1st Infantry Division—the “Big Red 1”—was putting itself together, marrying its men with its equipment at the ports of Jubayl and ad-Dammam. Brig. Gen. Rutherford was handling the job of task-organizing for the division’s mission, breaking the brigades down into their component battalions and then tailoring task forces. This was not remotely a new concept; U.S. troops are trained and organized for just this type of flexibility.
Because of the 1st's difficult breaching mission, it was decided to add a combat engineer battalion to each of the maneuver brigades. 2nd Brigade, which would have the main effort, would get two. The division’s own 1st Battalion, 1st Engineers, was supplemented by bringing the 9th Engineer Battalion from Aschaffenburg, Germany; the 588th Engineer Battalion from Fort Polk, Louisianna; the 317th Engineer Battalion from Frankfurt, Germany; and the 176th Engineer Group of the Virginia National Guard. Once everything was on hand, the division began training, building a mock barrier system that was actually tougher than anything the Iraqis were likely to have constructed.

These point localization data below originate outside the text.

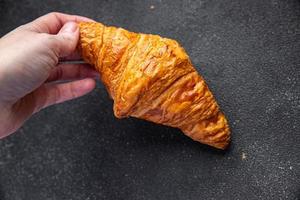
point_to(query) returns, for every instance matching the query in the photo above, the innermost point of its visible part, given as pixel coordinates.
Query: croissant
(152, 78)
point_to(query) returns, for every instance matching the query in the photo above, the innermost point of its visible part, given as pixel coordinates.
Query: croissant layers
(152, 78)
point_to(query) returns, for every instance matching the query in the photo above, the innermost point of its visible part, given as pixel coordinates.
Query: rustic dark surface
(249, 53)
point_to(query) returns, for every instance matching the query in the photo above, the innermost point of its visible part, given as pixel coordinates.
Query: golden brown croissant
(152, 78)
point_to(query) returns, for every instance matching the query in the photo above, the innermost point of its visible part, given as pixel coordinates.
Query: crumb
(243, 156)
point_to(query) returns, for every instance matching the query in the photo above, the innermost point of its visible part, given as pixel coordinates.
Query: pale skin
(30, 74)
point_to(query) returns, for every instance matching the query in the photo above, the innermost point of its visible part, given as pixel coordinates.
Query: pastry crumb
(244, 156)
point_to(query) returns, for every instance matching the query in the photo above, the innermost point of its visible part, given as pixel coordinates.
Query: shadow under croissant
(151, 134)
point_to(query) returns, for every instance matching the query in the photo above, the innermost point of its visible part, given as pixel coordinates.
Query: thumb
(66, 39)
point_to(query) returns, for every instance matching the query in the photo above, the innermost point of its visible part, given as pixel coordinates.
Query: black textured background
(249, 53)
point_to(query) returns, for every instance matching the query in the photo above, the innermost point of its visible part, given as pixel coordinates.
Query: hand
(29, 68)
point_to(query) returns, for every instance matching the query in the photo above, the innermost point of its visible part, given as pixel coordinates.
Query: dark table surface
(249, 54)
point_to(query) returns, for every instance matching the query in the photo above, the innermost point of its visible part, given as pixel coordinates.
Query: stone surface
(248, 52)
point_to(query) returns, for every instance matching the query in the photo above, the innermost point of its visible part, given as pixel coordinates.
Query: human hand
(29, 68)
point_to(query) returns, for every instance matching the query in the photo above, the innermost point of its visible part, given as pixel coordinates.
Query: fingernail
(69, 27)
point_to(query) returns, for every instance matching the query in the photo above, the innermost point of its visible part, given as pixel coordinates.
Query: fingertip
(86, 85)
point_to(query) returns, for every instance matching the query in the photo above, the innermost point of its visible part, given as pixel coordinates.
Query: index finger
(51, 23)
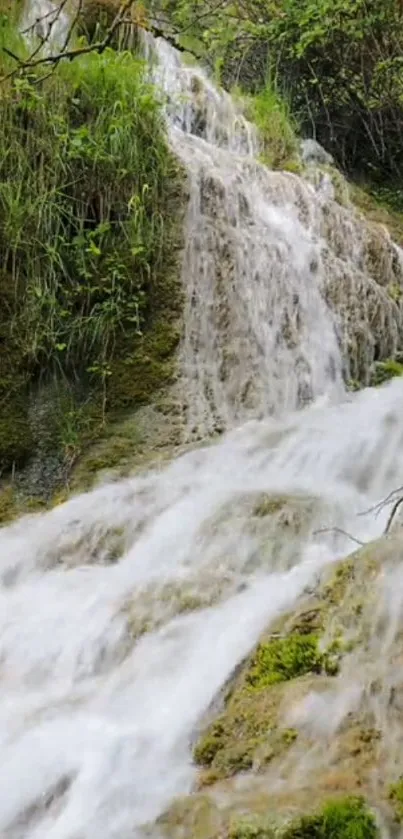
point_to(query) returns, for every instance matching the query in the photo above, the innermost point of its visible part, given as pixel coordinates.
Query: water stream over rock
(125, 610)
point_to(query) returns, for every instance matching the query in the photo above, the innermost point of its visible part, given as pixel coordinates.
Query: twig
(381, 504)
(343, 533)
(393, 513)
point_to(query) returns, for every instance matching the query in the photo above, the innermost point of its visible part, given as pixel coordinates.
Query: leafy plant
(284, 658)
(86, 222)
(345, 818)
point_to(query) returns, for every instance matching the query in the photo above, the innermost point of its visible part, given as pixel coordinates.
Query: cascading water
(125, 610)
(282, 286)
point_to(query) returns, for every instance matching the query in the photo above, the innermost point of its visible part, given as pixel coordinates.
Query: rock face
(314, 714)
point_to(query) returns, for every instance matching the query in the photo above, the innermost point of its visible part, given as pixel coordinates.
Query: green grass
(90, 197)
(284, 658)
(277, 128)
(395, 795)
(346, 818)
(383, 371)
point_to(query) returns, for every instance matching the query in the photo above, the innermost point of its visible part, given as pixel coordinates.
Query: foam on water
(123, 611)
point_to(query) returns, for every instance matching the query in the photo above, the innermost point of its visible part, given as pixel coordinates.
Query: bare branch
(393, 513)
(342, 532)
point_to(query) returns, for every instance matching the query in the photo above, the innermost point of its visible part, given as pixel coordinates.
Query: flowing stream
(124, 611)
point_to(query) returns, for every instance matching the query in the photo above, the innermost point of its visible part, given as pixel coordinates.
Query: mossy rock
(383, 371)
(346, 818)
(395, 795)
(249, 733)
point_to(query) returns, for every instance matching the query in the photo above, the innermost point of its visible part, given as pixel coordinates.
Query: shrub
(346, 818)
(89, 195)
(284, 658)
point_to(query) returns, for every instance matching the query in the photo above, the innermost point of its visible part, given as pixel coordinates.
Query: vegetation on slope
(338, 62)
(90, 231)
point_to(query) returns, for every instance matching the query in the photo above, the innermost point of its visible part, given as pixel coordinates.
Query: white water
(105, 668)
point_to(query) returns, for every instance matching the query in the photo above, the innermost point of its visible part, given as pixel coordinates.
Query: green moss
(395, 795)
(91, 305)
(284, 658)
(378, 211)
(269, 505)
(277, 128)
(346, 818)
(336, 587)
(383, 371)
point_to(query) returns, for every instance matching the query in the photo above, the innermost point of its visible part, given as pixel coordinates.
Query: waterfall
(283, 291)
(124, 610)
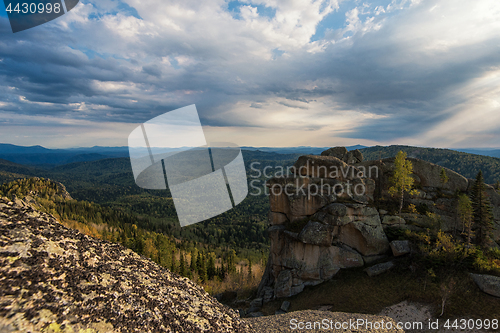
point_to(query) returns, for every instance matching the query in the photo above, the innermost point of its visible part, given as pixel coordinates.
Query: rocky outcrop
(321, 221)
(306, 320)
(323, 218)
(432, 195)
(56, 279)
(487, 283)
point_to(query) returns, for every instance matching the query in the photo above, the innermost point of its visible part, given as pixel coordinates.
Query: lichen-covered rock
(487, 283)
(400, 248)
(379, 268)
(52, 277)
(317, 234)
(365, 238)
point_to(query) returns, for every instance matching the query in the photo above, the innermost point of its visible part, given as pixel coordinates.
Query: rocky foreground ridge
(54, 279)
(330, 215)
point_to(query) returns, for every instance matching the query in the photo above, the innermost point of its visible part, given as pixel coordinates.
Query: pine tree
(443, 176)
(211, 266)
(192, 266)
(482, 213)
(250, 274)
(465, 216)
(231, 261)
(173, 266)
(182, 265)
(401, 179)
(202, 273)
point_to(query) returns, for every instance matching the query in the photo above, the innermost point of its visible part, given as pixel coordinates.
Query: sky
(261, 73)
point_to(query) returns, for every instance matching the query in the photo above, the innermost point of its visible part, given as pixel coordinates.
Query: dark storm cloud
(403, 69)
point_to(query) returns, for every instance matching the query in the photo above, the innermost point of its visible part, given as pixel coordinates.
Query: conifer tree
(250, 274)
(182, 265)
(482, 213)
(211, 266)
(192, 266)
(401, 179)
(443, 176)
(202, 273)
(173, 266)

The first elements of 2nd Armored Division (Forward) began leaving for Saudi Arabia from Germany on Christmas Eve. The brigade’s 4,300 soldiers numbered as many as 1st ID’s 1st and 2nd Brigades combined, which had about 2,100 each. They were quartered at a tent city near al-Jubayl to await their equipment, which they named the Dew Drop Inn. The dew became rather heavy as torrential winter rains began on January 12th, flooding the makeshift living quarters with up to eight inches of water.

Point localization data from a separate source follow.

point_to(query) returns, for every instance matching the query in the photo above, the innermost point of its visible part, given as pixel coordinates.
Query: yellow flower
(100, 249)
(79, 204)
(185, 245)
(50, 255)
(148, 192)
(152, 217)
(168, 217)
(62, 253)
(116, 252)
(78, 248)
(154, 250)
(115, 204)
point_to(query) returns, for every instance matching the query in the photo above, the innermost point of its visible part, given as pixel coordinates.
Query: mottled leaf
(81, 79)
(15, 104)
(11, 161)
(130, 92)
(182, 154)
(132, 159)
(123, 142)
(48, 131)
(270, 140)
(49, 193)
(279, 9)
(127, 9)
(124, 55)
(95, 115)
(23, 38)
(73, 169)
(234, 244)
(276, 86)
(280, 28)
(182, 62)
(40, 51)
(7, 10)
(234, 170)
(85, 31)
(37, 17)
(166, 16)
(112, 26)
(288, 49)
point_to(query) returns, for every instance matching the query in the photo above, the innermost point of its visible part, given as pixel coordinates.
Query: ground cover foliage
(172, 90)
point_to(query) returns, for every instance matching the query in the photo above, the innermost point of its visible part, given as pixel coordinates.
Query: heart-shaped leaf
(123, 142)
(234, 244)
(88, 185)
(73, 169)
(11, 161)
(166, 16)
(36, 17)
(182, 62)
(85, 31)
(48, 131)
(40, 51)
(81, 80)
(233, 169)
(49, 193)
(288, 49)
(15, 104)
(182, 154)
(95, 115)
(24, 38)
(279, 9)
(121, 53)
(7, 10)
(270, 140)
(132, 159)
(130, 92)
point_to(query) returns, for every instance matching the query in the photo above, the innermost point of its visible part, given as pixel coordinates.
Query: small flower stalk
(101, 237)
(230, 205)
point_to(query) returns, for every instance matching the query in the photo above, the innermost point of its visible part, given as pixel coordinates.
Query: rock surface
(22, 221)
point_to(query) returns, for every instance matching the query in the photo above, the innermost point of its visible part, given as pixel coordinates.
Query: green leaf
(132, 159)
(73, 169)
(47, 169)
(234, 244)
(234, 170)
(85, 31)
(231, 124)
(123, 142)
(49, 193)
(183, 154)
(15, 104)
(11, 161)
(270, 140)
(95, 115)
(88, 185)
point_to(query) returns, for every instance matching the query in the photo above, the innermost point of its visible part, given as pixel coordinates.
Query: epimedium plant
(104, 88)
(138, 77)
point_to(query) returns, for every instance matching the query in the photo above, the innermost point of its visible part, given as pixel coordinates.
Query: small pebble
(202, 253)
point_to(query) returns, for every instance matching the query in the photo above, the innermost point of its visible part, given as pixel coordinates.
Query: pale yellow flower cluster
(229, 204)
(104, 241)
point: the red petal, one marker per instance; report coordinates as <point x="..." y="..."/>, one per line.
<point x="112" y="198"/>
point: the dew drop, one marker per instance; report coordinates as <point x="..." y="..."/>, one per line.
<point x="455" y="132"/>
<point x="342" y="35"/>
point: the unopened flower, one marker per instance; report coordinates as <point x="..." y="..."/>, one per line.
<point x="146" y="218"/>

The venerable Bob Hope was invited to entertain the troops in Saudi Arabia over Christmas. Because of the Saudi sensibilities he wasn’t allowed to bring his usual entourage of dancing girls. “What bothers me is they don’t want any entertainment and they still invited me,” he admitted.

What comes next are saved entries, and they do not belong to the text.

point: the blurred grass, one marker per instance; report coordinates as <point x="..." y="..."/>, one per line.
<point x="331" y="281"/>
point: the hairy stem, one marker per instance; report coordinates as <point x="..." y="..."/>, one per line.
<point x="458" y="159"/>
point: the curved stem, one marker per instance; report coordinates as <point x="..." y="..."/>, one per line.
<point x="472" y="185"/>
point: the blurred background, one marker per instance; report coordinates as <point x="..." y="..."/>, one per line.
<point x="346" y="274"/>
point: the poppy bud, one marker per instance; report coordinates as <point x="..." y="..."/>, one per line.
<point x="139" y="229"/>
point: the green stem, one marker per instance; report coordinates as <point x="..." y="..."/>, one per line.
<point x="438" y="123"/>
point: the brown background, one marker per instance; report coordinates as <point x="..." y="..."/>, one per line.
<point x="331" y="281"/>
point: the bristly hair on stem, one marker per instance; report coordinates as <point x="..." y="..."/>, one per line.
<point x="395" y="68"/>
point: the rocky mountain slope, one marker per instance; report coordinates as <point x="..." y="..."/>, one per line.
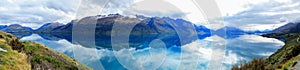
<point x="25" y="55"/>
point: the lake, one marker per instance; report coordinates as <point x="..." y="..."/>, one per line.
<point x="162" y="52"/>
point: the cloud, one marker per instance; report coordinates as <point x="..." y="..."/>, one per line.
<point x="269" y="14"/>
<point x="34" y="13"/>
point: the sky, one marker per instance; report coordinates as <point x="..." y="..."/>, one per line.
<point x="244" y="14"/>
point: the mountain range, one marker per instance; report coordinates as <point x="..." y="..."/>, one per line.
<point x="103" y="24"/>
<point x="292" y="27"/>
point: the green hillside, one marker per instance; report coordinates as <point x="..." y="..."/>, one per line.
<point x="284" y="58"/>
<point x="25" y="55"/>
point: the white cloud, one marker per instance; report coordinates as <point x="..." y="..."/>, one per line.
<point x="267" y="14"/>
<point x="34" y="13"/>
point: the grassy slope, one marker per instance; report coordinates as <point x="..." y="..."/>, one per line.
<point x="284" y="58"/>
<point x="287" y="55"/>
<point x="30" y="55"/>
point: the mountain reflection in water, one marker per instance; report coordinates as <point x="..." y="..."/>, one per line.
<point x="242" y="47"/>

Reverend Browning and representatives from 18 churches in the U.S. started a “pilgrimage of peace” to the Middle East on December 14th in an effort to avert war. Browning said that the trip was the first time American churches had campaigned against a war before it began. The objectives of the journey included meeting with political and religious leaders to discuss the crisis, to “demonstrate solidarity with the people of the region,” and to underline the churches’ commitment to all UN Security Council resolutions on the Middle East, to include not only Iraq-Kuwait, but also Israel-Palestine, Lebanon, and Cyprus. The Rev. Joan Brown Campbell, General Secretary of the National Council of Churches of Christ, was critical of the U.S. government’s efforts to “isolate” the disputes, choosing to act on one but not on others. Members of their churches back home were in many cases critical of the “peace mission,” and were uncomfortable with the thought of their “solidarity” with Iraq.
Probably sighing patiently, Bush spent twelve days at Camp David over Christmas, for a while talking to Mikhail Gorbachev and other foreign leaders, then to friends, staffers, and members of Congress. Then he took some time to think by himself. When he came back, he had made up his mind. Saddam might think he was bluffing, but the stakes were too high to throw in his cards.
“For me,” he said later, “it boils down to a very moral case of good versus evil, black versus white. If I have to go, it’s not going to matter to me if there isn’t one congressman who supports this, or what happens to public opinion. It it’s right, it’s gotta be done.” No one made any remarks about what a wimp Bush was.